You watch, fearful when you see just how excruciatingly heavy this bowl has become. How they stagger under its weight. Your loved one stumbles, but they hold fast to the bowl, even when their arms are numb, their backs hunched, and their joy gone.

You watch, wanting to offer to help carry the bowl, but it’s their bowl to carry.

Then one day, your loved one falls under its weight. The bowl crashes to the ground and breaks into so many tiny little pieces, you can’t see them all. You watch your loved one on the ground trying to take in the devastation around them, not knowing how to get up. There’s fear they’ll be hurt by the shards of glass and fear of staying where they are because it’s not safe there either.

Would you be angry at your loved one for dropping the bowl? Would you blame them because it got too heavy and they should have put it down ages ago, before it broke? Would you berate them and tell them they should have never gotten the bowl in the first place if they only planned to break it down the road? Would you be mad at them for not being able to immediately get up and pick up all those millions of tiny pieces of glass?

No.

You would ache for them. You would want to comfort them and help pick up the pieces, keep them safe.

Your loved one inhales.

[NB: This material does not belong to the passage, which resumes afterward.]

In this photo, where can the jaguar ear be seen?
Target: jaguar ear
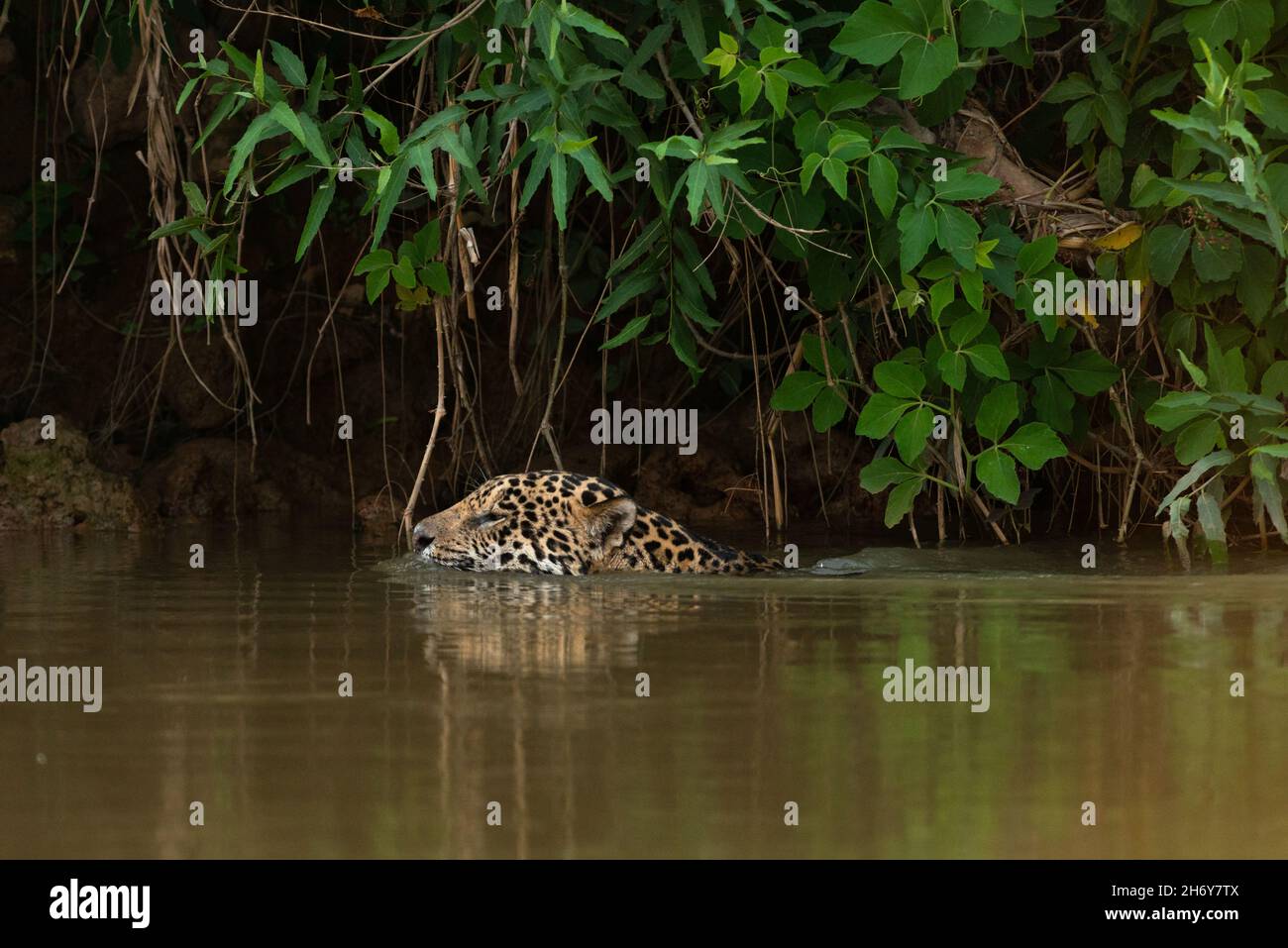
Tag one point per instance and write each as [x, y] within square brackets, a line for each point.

They look up, searching for your eyes. It’s then that you realize, you’re simply a mirror. Your loved one is you, the bowl is your marriage, and the devastation is your life.

I don’t believe people go into their marriage thinking it will end in divorce. Divorce is, for most, an ultimate fail. It is sad (even if both people want it). It is the admission that your dream of the life you thought you would have is over, and you must figure out how to start all over again. You have to learn how to pick up all those little pieces of glass, knowing it will hurt and that it will take so, so long. You have to learn to dream again.

The “reasons” for divorce don’t matter.

What matters even less is what other people think about you, your decisions, or the way you are handling your divorce. I know people who have stayed in a marriage simply because they didn’t want their friends and family to think of them as a failure, as weak, as going against “What God wants,” or because they knew it would be so hard on their children. People who gave up their happiness and their hope for a sliver of joy in life because of what others want, what others would think.

It’s cliché but true: We get one chance at this life. One. Embrace your joy. Get out if you can no longer breathe, if your days are spent going through the motions. If you feel trapped in a nightmare. If your kids are seeing and hearing you fight more than hug.

No one else has to pick up those glass pieces, and no one else has to hold on to that heavy, heavy bowl.

No one else has to make peace with your decisions.

Your marriage might have failed, but if you get up, pick up the glass, and can find joy again, then you haven’t.

And to all those who say, “Well, I’m entitled to my opinion,” kindly suggest since they are so entitled, they should keep it all to themselves.